Condamné « pour un article d’analyse sur plainte du ministre de la communication Amar Belhimer sur des chefs d’accusation pour lesquels il n’a pas qualité de plaignant. Sentiment de colère et de tristesse », a réagi Ihsane El Kadi sur Twitter. Le journaliste se dit « contraint de faire appel » de la décision.

272 détenus d’opinion

Vu le contexte répressif algérien, avec 272 détenus d’opinion derrière les barreaux, et la pression du réquisitoire qui réclamait trois ans de prison ferme, certains se disent presque soulagés d’une condamnation à six mois de prison, sans incarcération. C’est dire à quel point le régime ne cesse de se durcir.

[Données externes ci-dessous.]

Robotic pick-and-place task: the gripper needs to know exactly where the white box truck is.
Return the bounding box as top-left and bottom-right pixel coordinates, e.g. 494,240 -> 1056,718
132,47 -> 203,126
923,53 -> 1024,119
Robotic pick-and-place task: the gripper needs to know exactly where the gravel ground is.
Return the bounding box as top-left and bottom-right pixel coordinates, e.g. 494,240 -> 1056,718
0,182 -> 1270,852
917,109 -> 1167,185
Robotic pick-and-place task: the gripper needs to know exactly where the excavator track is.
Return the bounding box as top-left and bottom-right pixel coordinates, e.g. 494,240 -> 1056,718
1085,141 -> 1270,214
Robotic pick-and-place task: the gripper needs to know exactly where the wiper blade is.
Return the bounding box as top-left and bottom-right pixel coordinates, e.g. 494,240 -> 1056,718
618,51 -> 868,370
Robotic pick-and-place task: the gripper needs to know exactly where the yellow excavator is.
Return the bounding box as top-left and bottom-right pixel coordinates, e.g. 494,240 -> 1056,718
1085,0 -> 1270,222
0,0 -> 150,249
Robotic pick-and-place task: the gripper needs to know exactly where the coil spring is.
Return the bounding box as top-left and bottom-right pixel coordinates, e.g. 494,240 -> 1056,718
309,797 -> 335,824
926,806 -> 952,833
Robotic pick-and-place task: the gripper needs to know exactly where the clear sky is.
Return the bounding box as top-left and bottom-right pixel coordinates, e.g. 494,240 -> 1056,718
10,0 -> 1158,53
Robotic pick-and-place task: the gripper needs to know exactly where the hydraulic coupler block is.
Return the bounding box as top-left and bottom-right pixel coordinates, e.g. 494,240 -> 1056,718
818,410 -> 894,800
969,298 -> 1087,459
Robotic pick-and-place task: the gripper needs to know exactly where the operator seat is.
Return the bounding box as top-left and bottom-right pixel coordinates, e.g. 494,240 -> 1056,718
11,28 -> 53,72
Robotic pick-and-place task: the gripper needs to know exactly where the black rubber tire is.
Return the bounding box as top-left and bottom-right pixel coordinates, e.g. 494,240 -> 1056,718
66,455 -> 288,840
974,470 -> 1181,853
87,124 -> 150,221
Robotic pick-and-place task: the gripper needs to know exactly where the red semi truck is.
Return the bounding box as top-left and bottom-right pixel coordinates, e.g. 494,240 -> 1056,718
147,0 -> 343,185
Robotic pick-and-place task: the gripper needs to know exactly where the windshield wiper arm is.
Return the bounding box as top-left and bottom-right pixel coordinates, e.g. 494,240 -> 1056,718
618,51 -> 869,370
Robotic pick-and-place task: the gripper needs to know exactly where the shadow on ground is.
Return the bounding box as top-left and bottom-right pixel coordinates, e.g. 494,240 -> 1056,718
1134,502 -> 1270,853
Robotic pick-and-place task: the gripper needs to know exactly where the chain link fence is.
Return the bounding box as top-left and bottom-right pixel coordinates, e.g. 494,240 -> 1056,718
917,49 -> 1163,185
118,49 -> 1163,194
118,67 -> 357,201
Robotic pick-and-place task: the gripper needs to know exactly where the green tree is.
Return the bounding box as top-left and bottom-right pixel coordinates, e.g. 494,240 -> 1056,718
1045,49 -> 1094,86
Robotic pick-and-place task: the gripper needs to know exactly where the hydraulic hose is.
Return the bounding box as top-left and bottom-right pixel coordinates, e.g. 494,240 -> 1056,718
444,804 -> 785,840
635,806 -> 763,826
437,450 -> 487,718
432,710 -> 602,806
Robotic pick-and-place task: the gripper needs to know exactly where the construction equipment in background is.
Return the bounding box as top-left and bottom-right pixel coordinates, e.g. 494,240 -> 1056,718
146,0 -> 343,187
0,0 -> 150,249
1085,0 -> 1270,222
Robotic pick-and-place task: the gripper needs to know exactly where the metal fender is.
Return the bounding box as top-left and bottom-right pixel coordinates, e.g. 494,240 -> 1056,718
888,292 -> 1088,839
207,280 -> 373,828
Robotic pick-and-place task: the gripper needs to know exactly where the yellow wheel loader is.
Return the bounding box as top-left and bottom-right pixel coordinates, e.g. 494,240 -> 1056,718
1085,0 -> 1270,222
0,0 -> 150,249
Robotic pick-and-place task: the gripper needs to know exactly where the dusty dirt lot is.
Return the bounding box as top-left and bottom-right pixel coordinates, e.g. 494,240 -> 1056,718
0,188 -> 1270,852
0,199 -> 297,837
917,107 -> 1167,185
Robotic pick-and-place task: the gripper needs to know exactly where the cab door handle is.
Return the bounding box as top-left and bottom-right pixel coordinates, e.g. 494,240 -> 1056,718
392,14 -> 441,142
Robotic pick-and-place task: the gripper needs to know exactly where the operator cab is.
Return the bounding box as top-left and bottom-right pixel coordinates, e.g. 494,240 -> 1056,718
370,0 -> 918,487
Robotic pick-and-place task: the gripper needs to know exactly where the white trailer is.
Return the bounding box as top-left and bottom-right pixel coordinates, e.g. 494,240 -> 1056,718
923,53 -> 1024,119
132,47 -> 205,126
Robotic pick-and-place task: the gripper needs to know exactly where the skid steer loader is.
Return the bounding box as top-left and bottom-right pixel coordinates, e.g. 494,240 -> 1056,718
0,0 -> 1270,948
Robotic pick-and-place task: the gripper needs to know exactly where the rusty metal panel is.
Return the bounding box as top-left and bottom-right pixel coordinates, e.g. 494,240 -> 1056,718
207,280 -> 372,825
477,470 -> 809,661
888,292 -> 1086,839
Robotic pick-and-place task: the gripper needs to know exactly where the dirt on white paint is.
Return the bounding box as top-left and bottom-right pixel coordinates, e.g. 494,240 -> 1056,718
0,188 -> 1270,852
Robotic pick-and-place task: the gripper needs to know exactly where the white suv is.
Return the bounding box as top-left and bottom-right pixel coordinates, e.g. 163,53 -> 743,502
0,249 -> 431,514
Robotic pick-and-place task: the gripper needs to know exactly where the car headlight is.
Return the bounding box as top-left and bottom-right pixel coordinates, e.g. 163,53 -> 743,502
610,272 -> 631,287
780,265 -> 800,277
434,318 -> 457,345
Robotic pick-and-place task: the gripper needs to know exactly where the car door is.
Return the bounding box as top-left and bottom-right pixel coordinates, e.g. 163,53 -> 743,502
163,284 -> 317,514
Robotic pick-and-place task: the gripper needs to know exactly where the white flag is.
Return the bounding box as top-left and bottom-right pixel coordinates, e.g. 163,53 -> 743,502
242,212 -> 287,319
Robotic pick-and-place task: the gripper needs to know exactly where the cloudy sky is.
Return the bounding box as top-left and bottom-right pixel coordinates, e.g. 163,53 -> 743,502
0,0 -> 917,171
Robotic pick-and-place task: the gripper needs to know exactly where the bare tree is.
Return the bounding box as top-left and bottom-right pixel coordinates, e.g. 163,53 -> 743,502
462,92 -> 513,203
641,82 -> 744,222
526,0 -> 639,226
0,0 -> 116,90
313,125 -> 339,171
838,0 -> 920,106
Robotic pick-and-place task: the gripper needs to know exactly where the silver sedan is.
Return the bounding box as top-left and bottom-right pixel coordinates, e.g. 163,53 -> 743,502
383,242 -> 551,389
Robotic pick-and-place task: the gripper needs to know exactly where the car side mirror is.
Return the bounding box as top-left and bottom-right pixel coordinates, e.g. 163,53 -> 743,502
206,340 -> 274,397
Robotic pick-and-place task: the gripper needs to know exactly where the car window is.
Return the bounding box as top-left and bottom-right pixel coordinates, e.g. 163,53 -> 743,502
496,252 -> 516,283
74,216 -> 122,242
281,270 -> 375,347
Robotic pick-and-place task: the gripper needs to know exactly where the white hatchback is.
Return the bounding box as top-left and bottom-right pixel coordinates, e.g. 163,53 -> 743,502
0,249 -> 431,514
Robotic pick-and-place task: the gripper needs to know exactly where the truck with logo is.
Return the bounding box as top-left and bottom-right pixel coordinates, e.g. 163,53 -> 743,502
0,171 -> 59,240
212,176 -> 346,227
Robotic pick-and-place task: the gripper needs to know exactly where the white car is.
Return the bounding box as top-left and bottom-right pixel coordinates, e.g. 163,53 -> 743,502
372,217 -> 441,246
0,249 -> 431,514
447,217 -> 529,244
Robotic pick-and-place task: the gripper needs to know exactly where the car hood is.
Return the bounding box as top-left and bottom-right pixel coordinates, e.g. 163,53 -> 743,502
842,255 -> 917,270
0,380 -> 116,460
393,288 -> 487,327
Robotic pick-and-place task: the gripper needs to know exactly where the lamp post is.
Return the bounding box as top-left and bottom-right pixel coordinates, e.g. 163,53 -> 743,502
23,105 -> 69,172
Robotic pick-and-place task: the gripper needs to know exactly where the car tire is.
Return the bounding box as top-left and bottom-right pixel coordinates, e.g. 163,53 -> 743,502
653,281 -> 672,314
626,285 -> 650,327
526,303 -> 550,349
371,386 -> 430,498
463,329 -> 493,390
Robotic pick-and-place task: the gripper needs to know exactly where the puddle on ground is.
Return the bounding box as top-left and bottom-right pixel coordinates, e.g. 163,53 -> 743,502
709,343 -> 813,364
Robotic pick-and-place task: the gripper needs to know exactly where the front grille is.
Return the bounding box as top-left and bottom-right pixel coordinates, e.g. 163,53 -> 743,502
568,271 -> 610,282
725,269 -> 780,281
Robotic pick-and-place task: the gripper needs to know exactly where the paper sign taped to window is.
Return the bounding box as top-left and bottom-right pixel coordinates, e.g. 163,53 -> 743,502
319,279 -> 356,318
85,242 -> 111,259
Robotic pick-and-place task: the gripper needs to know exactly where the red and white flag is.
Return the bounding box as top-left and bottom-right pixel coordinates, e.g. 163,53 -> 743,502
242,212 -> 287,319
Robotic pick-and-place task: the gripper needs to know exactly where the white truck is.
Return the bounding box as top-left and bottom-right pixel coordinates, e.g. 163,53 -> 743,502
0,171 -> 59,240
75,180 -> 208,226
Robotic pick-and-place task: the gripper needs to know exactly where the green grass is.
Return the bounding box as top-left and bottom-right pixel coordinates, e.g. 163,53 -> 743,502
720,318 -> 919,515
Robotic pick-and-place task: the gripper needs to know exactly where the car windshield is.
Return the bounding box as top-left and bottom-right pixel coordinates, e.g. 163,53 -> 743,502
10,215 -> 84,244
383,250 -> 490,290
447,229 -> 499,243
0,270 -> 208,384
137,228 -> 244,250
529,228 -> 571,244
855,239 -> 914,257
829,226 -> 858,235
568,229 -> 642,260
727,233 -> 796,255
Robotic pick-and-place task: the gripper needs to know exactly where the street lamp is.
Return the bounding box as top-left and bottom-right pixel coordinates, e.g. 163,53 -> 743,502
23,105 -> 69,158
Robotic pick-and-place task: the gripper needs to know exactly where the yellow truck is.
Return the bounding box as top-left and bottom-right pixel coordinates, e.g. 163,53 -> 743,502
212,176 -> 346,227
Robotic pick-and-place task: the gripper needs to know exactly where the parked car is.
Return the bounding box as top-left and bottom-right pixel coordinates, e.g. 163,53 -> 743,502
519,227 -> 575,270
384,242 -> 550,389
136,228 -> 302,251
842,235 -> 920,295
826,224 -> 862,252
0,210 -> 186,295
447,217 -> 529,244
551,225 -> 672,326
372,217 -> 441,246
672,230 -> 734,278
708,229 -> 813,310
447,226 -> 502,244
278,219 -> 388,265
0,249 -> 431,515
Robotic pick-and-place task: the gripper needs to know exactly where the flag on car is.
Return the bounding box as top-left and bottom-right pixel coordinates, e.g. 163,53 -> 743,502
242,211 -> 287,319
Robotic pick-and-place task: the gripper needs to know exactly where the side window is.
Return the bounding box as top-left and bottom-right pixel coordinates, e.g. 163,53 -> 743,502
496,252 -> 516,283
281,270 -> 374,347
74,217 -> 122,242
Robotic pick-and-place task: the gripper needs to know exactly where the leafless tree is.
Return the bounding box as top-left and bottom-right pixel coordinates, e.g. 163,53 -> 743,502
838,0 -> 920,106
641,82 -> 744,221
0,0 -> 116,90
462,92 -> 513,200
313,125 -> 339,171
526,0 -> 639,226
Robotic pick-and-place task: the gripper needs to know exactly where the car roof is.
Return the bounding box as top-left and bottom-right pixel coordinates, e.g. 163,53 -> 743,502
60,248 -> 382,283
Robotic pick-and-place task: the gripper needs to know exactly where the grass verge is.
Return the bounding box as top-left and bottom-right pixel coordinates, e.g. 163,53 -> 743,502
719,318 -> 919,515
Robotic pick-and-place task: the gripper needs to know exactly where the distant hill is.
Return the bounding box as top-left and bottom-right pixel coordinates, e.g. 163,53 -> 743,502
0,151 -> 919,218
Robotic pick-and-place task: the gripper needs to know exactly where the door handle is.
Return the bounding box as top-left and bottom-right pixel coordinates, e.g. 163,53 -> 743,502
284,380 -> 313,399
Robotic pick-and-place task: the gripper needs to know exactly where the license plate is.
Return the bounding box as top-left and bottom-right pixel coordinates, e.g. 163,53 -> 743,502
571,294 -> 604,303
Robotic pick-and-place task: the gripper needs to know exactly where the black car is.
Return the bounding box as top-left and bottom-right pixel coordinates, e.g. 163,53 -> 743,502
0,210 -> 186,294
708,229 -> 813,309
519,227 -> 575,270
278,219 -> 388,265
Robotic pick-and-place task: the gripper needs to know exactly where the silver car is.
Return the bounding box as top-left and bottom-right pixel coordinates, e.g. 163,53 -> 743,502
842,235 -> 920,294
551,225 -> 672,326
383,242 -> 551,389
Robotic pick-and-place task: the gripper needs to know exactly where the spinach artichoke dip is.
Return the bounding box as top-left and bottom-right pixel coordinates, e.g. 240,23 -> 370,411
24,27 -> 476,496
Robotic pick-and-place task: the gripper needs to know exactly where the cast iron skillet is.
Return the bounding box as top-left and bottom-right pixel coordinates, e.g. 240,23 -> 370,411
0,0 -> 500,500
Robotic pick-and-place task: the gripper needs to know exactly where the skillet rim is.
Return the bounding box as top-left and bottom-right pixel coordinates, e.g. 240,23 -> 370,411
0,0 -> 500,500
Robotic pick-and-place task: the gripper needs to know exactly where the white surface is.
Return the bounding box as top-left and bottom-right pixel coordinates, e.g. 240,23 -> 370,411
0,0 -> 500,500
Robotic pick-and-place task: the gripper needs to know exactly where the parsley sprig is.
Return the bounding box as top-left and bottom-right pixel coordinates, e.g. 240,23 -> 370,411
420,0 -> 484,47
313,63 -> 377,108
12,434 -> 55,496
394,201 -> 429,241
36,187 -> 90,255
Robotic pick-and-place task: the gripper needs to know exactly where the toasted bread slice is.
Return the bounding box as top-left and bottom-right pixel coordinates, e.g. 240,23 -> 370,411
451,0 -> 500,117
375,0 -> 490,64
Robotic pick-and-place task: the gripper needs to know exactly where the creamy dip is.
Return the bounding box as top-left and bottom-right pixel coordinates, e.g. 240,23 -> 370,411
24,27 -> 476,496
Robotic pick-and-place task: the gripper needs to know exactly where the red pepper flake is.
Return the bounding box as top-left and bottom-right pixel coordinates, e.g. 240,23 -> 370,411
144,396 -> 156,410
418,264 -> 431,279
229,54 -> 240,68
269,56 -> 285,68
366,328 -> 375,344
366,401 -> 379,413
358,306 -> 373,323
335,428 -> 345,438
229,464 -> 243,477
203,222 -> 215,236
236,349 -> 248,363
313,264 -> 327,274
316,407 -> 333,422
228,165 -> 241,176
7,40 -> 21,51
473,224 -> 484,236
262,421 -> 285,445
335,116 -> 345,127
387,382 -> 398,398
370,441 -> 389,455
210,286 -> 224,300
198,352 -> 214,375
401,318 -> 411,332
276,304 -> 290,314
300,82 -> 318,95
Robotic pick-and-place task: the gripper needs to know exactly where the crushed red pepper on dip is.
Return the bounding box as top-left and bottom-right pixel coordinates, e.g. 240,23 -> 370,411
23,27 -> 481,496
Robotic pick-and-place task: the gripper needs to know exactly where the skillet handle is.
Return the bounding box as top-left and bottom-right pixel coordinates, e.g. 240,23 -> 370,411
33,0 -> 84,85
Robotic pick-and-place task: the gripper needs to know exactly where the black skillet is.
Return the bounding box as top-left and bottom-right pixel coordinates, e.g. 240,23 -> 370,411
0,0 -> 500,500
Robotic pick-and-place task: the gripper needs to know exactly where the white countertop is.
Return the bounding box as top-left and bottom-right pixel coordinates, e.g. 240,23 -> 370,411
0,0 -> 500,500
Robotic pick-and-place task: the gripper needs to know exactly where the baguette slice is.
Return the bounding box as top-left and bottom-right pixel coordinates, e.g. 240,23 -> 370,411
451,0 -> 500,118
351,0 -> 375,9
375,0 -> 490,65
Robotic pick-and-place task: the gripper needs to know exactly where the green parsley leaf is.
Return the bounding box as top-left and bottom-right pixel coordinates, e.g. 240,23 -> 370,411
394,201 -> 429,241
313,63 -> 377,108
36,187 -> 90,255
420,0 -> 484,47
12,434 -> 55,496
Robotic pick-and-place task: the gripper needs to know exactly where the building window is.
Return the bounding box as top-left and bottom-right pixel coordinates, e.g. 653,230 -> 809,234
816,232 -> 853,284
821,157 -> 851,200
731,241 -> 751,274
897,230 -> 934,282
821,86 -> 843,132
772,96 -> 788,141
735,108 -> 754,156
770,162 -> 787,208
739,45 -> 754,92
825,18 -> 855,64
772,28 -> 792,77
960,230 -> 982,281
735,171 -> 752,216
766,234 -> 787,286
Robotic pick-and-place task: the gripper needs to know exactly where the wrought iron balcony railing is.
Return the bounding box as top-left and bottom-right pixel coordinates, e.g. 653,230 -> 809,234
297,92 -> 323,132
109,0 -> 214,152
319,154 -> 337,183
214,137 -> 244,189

« Cette condamnation ne devrait pas exister ! », s’insurge le journaliste Khaled Drareni, correspondant de Reporters sans frontières pour l’Afrique du Nord, qui a lui-même été incarcéré pendant un an de mars 2020 à février 2021. « Jusqu’à présent les journalistes ont été condamnés pour avoir couvert des manifestations, mais jamais pour un article de presse, ce qui est en totale contradiction avec le droit algérien », dénonce-t-il. Selon lui, les autorités ont beau jeu de ne pas considérer Radio M comme un média au sens classique du terme et peuvent donc prétendre ne pas condamner un journaliste pour un article. La radio en ligne, tolérée jusqu’ici dans le paysage médiatique, n’a pas les autorisations officielles pour fonctionner.